By Stacy Hoelting, Culinary Arts Student
As a result of attending Auguste Escoffier School of Culinary Arts, I have the unique opportunity, much different from all other culinary schools and programs, to visit and work on organic farms. I have the privilege to visit farms that produce cow’s milk, goat’s milk and cheese, eggs, vegetables, fruits, meats, and numerous other extraordinary items. Not only have I planted vegetables, held baby turkeys and goats, pulled obnoxious weeds, and gathered fresh chicken eggs, but I have also been able to cook on these farms as well, using the fresh produce available. The experience of spending time with my classmates, bonding over farm fresh produce and assisting the local culinary community has been one of the most rewarding experiences of the entire culinary program.

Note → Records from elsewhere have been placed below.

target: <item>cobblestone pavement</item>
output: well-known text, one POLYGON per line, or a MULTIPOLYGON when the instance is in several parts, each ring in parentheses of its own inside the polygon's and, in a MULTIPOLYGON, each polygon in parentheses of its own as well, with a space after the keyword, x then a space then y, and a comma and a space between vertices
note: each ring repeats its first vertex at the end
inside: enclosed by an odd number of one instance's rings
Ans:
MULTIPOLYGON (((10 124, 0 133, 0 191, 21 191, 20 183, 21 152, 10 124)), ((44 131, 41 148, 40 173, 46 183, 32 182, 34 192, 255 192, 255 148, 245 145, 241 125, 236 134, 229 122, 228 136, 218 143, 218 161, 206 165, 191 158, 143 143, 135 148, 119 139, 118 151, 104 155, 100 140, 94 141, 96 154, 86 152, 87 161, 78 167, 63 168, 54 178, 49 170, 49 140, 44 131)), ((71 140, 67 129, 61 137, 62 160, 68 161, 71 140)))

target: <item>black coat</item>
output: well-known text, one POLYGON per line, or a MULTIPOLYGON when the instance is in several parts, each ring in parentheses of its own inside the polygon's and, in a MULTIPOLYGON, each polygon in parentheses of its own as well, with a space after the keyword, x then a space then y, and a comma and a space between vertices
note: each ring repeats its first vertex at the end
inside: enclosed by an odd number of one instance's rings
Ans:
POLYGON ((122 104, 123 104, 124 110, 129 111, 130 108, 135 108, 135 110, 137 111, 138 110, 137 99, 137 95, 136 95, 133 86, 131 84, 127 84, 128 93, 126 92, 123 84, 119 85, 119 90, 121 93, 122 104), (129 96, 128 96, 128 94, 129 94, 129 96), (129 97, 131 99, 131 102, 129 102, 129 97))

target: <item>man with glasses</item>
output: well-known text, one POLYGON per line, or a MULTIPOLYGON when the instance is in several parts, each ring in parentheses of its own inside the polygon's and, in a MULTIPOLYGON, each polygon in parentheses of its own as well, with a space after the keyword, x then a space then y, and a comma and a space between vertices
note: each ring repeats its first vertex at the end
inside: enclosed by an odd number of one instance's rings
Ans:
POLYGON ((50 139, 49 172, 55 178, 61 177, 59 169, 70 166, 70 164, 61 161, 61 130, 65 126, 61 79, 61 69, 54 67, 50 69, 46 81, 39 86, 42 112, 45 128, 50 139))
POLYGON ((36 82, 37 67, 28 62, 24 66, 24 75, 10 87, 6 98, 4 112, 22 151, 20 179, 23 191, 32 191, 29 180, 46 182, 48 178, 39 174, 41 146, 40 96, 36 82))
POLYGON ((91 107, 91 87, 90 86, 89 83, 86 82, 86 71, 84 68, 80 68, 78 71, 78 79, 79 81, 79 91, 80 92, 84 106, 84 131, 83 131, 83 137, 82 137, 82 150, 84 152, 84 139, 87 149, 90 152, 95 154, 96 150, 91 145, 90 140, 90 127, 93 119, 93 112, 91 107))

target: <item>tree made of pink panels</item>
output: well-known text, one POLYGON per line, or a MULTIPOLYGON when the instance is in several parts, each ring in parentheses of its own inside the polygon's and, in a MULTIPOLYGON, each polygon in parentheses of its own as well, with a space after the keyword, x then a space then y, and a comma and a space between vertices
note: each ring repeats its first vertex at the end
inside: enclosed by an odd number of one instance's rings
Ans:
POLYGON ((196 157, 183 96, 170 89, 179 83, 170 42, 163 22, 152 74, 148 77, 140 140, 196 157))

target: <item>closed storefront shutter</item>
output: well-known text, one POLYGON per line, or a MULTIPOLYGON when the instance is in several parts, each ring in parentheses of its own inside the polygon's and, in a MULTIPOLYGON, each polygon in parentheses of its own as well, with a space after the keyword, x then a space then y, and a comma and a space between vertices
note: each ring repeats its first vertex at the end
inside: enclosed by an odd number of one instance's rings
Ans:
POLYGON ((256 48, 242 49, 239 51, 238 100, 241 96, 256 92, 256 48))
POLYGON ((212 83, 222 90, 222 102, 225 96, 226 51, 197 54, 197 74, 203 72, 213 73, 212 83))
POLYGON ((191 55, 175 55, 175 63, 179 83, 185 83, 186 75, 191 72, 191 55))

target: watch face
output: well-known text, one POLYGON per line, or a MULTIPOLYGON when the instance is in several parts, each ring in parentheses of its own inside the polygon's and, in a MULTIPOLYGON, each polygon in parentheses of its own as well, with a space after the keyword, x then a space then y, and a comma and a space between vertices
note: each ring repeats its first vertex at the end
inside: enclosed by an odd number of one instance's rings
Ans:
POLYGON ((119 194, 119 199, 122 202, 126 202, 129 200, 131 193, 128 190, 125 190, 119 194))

I have learned from the farmers about how to operate a farm without the use of tractors and chemical substances, and also how to communicate within the community in order to make the farm produce available to those who want to purchase directly from the farms. Farms such as these are known as CSA, or Community Supported Agriculture, which allows farmers to sell their produce to individuals who subscribe to the farms without being forced to spray the produce with sterilizing chemicals. Instead, these CSA farms can naturally wash the vegetables in sanitized areas, assuring safety, and provide the produce to the utmost organic standards. Individuals who subscribe to these farms can stop by the farm or pick-up location once a week to gather their vegetables, fruits, or whatever the particular farm produces.
Becoming familiar with the local community farms is a great way to assure consumption of safely produced food items and support local business. Even if subscribing to a farm of this nature seems out of the budget, many farms will trade services, so trading a dinner or lunch provided for those working on the farm for produce once a week may be a great idea.